When you have a distributed system, one of the key issues that you have to deal with is the notion of data ownership. The problem is that it can be a pretty hard issue to explain properly, given the required background material. I recently came up with an explanation for the issue that I think is both clear and shows the problem in a way that doesn’t require a lot of prerequisites.
First, let’s consider two types of distributed systems:
- A distributed system that is strongly consistent – such a system requires coordination between at least a majority of the nodes in the system to do anything meaningful. Such systems are inherently limited in their ability to scale out, since the number of nodes that you need for a consensus will become unrealistic quite quickly.
- A distributed system that is eventually consistent – such a system allows individual components to perform operations on their own, which will be replicated to the other nodes in due time. Such systems are easier to scale, but there is no true global state here.

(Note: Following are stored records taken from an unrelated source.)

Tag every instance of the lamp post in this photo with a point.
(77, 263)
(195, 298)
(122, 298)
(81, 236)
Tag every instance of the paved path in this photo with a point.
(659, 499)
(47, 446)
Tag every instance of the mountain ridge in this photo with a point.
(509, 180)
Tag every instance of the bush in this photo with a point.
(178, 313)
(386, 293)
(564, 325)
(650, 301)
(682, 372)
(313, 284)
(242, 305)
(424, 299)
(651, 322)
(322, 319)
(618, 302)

A strongly consistent system with ten nodes requires each operation to reach at least 6 members before it can proceed. With 100 nodes, you’ll need 51 members to act, etc. There is a limit to how many nodes you can add to such a system before it is untenable. The advantage here, of course, is that you have a globally consistent state. An eventually consistent system has no such limit and can grow without bound. The downside is that it is possible for different parts of the system to make decisions that each make sense individually, but are not taken together. The classic example is the notion of a unique username, a new username that is added in two distinct portions of the system can be stored, but we’ll later find out that we have a duplicate.
A strongly consistent system will prevent that, of course, but has its limititations. A common way to handle that is to split the strongly consistent system in some manner. For example, we may have 100 servers, but we split it into 20 groups, of 5 servers each. Now each username belongs to one of those groups. We can now have our cake and eat it too, we have 100 servers in the system, but we can make strongly consistent operations with a majority of 3 nodes out of 5 for each username. That is great, unless you need to do a strongly consistent operation on two usernames that belong in different groups.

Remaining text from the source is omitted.